Here are some common hurdles, and how I’d approach them:

  • Learning curve: Many baby carriers, especially wrap-style or ring sling carriers, have a learning curve when it comes to proper tying or adjusting. Preparation is key, so consider practising with the carrier before your baby arrives or seeking assistance from online tutorials, babywearing groups, or local babywearing consultants.
  • Comfort issues: Some parents may experience discomfort or strain, particularly in the shoulders, back, or hips, when wearing a baby carrier for extended periods. To boost your comfort, check that the carrier is adjusted correctly, distribute weight evenly across your body, and take regular breaks to rest and stretch.
  • Baby’s positioning: Achieving the correct positioning for your baby, including proper support for their head, neck, and hips, can take some getting used to, especially for newborns or younger infants. Refer to the manufacturer’s guidelines for recommended carrying positions and if needed, reach out for guidance from experienced babywearers or healthcare professionals if you have concerns.
  • Temperature regulation: Babies can quickly become overheated while in a carrier, especially in warmer weather or crowded environments. To prevent overheating, dress your baby in lightweight, breathable clothing, choose carriers with mesh panels or breathable fabrics, and take breaks in shaded or cool areas as needed.
  • Parental confidence: You might feel uncertain or anxious about using a baby carrier, particularly if you’re new to babywearing. That is so normal, and completely understandable. Building confidence takes time and practice, so start with shorter wearing sessions at home and gradually increase the duration as you become more comfortable and confident in using the carrier.

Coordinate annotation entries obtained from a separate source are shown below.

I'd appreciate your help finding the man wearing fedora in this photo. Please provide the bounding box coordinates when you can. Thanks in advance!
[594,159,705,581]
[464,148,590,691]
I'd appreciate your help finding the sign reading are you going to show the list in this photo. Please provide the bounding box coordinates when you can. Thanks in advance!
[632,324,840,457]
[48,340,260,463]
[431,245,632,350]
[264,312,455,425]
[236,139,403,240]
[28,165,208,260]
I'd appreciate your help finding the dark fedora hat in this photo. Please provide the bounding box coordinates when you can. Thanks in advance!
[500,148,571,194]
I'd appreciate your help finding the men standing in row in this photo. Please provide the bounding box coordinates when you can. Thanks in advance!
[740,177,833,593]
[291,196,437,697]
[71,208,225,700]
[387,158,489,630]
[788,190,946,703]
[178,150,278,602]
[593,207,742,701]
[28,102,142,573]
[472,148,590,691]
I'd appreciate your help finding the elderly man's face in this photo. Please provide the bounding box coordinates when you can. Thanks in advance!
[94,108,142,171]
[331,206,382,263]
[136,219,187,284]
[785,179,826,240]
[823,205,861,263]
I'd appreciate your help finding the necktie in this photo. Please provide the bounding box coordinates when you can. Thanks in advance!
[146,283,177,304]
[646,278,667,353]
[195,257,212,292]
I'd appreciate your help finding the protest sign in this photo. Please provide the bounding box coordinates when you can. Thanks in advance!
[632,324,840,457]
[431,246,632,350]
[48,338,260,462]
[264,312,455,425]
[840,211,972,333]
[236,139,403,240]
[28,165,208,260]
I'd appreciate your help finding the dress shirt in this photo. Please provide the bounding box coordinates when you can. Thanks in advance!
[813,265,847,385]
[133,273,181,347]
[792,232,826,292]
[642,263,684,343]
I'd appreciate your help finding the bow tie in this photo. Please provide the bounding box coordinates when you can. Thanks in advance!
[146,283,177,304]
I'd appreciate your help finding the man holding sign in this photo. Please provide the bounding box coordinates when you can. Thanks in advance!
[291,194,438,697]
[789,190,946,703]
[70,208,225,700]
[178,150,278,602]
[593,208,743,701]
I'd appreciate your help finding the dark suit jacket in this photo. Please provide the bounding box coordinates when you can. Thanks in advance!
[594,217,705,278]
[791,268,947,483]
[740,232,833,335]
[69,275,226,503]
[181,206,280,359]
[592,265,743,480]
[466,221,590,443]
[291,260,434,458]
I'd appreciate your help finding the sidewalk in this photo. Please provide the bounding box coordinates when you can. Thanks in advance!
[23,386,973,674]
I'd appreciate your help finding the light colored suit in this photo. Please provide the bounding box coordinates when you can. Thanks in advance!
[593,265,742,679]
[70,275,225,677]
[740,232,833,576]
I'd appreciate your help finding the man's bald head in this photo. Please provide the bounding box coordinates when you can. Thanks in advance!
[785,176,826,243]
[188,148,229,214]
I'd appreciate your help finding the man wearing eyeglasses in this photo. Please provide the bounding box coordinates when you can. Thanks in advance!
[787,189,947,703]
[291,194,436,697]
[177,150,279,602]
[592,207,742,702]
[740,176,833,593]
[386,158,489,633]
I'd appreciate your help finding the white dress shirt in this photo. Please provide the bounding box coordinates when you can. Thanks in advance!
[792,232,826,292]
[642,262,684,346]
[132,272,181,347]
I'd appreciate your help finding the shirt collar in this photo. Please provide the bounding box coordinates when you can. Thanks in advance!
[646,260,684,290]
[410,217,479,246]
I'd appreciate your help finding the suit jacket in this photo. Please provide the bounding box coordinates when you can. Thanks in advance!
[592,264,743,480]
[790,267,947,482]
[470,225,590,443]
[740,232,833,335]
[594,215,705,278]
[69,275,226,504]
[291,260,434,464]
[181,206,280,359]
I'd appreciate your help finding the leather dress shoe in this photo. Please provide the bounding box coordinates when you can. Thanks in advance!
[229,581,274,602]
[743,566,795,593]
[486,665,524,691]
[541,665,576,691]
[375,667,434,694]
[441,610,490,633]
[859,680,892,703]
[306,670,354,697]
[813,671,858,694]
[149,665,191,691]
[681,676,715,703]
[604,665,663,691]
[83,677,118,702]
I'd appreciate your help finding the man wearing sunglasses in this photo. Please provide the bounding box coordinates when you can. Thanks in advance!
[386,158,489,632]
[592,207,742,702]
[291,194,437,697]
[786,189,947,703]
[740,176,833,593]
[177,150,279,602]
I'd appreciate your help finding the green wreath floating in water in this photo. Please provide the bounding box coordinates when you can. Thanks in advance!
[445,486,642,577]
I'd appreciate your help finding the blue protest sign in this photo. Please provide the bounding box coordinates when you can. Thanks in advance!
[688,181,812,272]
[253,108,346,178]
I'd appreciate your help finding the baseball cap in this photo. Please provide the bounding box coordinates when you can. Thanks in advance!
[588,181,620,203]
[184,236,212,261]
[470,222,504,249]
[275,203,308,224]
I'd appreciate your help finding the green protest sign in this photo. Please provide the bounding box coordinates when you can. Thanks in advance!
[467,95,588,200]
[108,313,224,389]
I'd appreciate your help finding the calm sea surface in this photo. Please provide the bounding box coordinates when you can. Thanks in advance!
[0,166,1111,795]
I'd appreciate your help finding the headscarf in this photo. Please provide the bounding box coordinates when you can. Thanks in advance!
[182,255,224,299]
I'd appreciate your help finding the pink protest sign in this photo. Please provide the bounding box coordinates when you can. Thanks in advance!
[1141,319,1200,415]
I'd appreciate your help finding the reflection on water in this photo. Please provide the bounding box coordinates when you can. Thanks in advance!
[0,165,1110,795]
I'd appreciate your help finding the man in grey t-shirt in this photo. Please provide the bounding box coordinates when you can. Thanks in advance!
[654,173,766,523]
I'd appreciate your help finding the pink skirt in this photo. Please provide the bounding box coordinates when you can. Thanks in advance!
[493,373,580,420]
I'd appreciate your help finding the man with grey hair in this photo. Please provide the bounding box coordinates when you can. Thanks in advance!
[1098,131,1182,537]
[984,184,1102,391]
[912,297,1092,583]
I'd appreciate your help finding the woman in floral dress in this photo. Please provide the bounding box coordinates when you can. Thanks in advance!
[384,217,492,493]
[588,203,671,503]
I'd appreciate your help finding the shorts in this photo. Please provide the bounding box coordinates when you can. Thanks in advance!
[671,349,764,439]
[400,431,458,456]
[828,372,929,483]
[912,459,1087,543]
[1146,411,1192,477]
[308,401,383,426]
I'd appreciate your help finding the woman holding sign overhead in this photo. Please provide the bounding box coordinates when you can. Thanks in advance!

Can I breastfeed while using a baby carrier?

You bet! As mentioned earlier, a baby carrier can actually support breastfeeding by offering convenience and flexibility for nursing mums, allowing them to breastfeed on the go while keeping their hands free.

Many baby carriers are designed to facilitate breastfeeding, but it’s still essential that you and your baby are comfortable and positioned correctly.

When choosing a baby carrier for breastfeeding, look for carriers with adjustable straps or panels that allow easy access to your breast. Some carriers feature discreet nursing covers or panels that provide privacy while breastfeeding in public. Practice adjusting the carrier and nursing positions at home before attempting to breastfeed while out and about to become more comfortable and confident with the process.

To breastfeed successfully in a baby carrier, follow these steps:

  • Adjust the carrier: Loosen straps or panels to create space for breastfeeding while maintaining a secure fit for your baby.
  • Position your baby: Ensure your little one’s head is supported and positioned correctly for breastfeeding. Your baby’s mouth should be level with your breast for a proper latch.
  • Adjust your clothing: Lift or loosen your shirt or top to expose your breast for nursing. Some mothers find it helpful to wear nursing-friendly clothing or a nursing bra for easier access.
  • Breastfeed comfortably: Support your breast with one hand and guide your baby’s mouth to your nipple for latching. Use your free hand to support your baby’s neck and head as needed.
  • Maintain proper alignment: Check that your baby’s nose is free and clear for breathing and that their body is aligned for optimal nursing comfort.

Breastfeeding in a baby carrier may require practice and patience to find the most comfortable and convenient positions for you and your baby. With time and experience, you might find that this is a simpler way to feed when you’re on-the-go and actively going about your day.